Chaque fois que je contemple les Noces, je pense à tout le délice et à toute la satisfaction que peut procurer l’initiation à l’univers de la nourriture dans les galeries du Louvre. Un visiteur du musée n’a pas besoin d’être expert en art pour savourer une nature morte figurant des fraises mûres ou pour éprouver du plaisir devant une toile mettant en scène des agapes. Au gré de ses déambulations dans le musée, on ne sait jamais quand on va faire la rencontre de cultures, d’identités, de pratiques religieuses et de traditions gastronomiques transcendant le temps et l’espace.
Comme mon ami, l’auteur Stephen Heyman, l’a un jour écrit dans une critique d’un ouvrage portant sur la nourriture et le Louvre, « après avoir fait l’épreuve de 500 images de saint Sébastien transpercé de flèches de manières diverses et variées, qui ne se requinque pas à la vue, sur une toile vieille de 300 ans, d’une framboise suggestive ou d’un noble artichaut ? »
Pour une visite alliant goût pour le grand art et pour la bonne nourriture, les Noces de Cana constituent un bon point de départ. Ce tableau représente Jésus en train de réaliser son premier miracle, celui de transformer l’eau en vin lors d’un mariage, à ceci près que Véronèse transpose la scène dans un palais de Venise et ajoute des dizaines de personnages vêtus d’habits de son propre temps. La table appartient, elle aussi, à la Venise aristocratique. Les fragiles verres à pied et les assiettes et récipients en or et argent massif évoquent un luxe certain. Les serviettes individuelles et le dressage de la table soulignent le raffinement des pratiques culinaires vénitiennes par rapport à celles du nord de l’Europe.
Les convives viennent de terminer les plats de résistance et conversent tandis que l’on dispose devant eux un dernier service composé de coings, de raisins, de dattes et autres délicatesses.
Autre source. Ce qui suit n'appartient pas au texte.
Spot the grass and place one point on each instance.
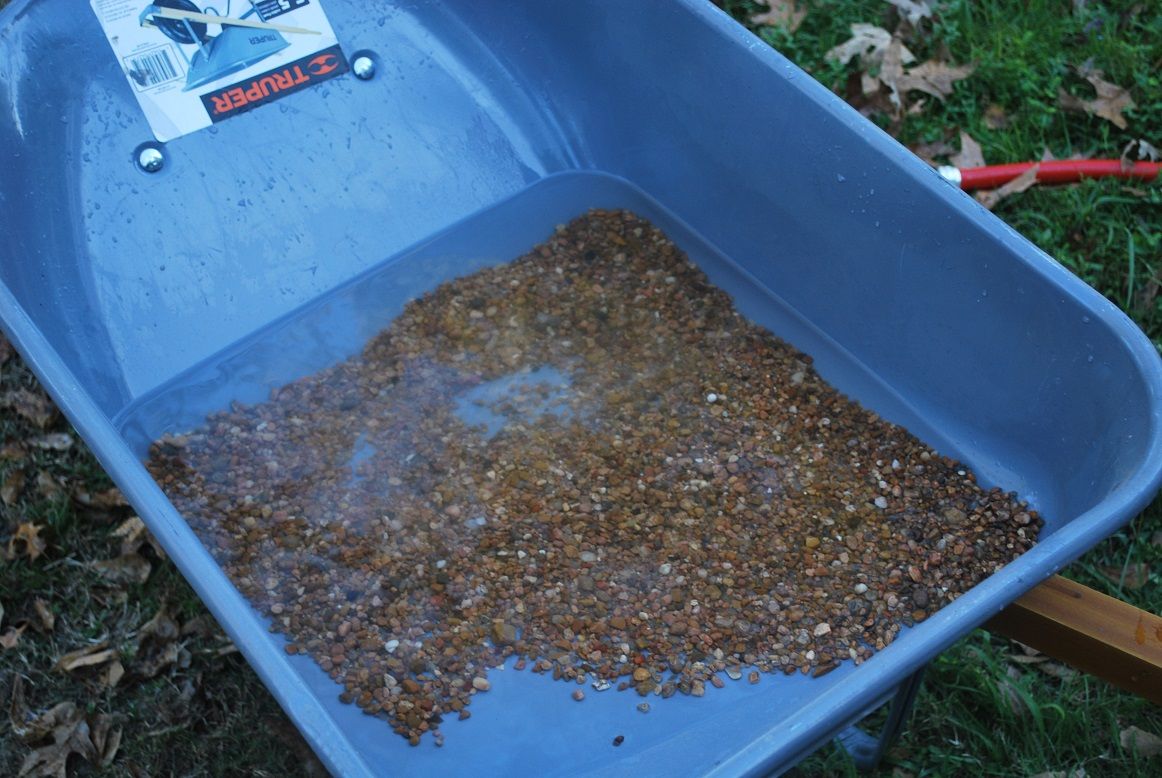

Il serait incongru de les montrer dans l’acte de manger ; même la femme qui est en train d’utiliser un cure-dent pour déloger un morceau de nourriture coincé entre ses dents garde la bouche fermée. À l’avant-plan, un serveur pieds nus vêtu d’or se penche et verse le vin nouvellement apparu d’une grande jarre à eau en pierre sculptée dans une carafe plus petite tandis que l’échanson se tenant à son côté lève un verre à pied pour en examiner le miraculeux liquide rouge foncé. Au centre, au niveau du balcon, juste au-dessus du Christ, un équarrisseur découpe un grand morceau d’agneau à l’aide d’un couteau pesant. Pourtant, les convives en sont déjà au dessert ; le geste de l’équarrisseur annonce symboliquement la crucifixion du Christ.
Hiérarchie, protocole, richesse, politique locale et pouvoir christique – il y a tout cela dans ces agapes.
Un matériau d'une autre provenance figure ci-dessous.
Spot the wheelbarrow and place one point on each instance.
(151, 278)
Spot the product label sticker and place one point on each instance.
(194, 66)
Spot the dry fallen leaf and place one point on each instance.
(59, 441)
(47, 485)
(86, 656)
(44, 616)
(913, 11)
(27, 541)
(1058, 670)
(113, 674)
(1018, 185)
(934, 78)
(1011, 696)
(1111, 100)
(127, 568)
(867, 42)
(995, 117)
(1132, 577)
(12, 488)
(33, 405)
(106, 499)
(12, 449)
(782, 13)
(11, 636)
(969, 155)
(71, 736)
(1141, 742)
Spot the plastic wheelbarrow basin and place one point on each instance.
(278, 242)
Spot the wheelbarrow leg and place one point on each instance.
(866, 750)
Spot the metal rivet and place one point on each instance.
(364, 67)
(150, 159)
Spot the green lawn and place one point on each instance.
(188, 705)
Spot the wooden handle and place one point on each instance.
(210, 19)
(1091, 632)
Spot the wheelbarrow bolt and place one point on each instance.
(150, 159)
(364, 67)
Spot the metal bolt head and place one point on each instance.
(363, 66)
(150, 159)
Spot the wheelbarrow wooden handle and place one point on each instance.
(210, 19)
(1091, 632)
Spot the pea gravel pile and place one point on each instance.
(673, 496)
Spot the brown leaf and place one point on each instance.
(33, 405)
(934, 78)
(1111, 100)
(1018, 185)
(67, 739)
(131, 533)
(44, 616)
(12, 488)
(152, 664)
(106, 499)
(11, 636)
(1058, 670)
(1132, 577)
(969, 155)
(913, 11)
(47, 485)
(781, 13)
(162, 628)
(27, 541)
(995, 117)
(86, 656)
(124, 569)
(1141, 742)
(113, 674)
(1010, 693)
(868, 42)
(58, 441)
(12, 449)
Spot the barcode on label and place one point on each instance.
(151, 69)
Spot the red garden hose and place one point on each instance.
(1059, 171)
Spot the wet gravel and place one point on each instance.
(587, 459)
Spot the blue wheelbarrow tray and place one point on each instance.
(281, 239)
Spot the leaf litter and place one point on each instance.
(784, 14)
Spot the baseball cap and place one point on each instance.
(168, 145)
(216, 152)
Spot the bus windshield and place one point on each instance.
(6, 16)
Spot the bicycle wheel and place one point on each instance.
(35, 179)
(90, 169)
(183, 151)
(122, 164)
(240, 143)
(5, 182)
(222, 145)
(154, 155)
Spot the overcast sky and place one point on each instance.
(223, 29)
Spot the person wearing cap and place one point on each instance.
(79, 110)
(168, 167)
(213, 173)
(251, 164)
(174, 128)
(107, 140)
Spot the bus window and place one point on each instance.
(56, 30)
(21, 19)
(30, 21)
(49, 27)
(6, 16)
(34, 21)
Une fois que vous aurez soupé à Cana, dirigez-vous vers l’aile dédiée à l’Égypte ancienne pour découvrir un exemple précoce de « régime méditerranéen » : pain blanc, vin, huile d’olive et fromage.
Là, dans la salle 635 de l’aile Sully, se trouve une frise en calcaire peint extraite de la tombe de la princesse Néfertiabet. Vêtue d’une longue robe ajustée en peau de léopard laissant son épaule et son bras droits nus, elle est installée, dans une splendeur solitaire, sur un trône, un repas devant elle sur une table d’offrandes garnie de tranches de pain blanc dressées à la verticale. Derrière elle, le garde-manger est rempli de breuvages et d’aliments dont elle pourra se délecter pour l’éternité : bœuf, gazelle, venaison, foie, oie, canard, poisson, tourterelles, volaille, fruits et céréales. Cette abondance de provisions indique que la princesse continuera à profiter des plaisirs de la nourriture terrestres dans sa vie céleste.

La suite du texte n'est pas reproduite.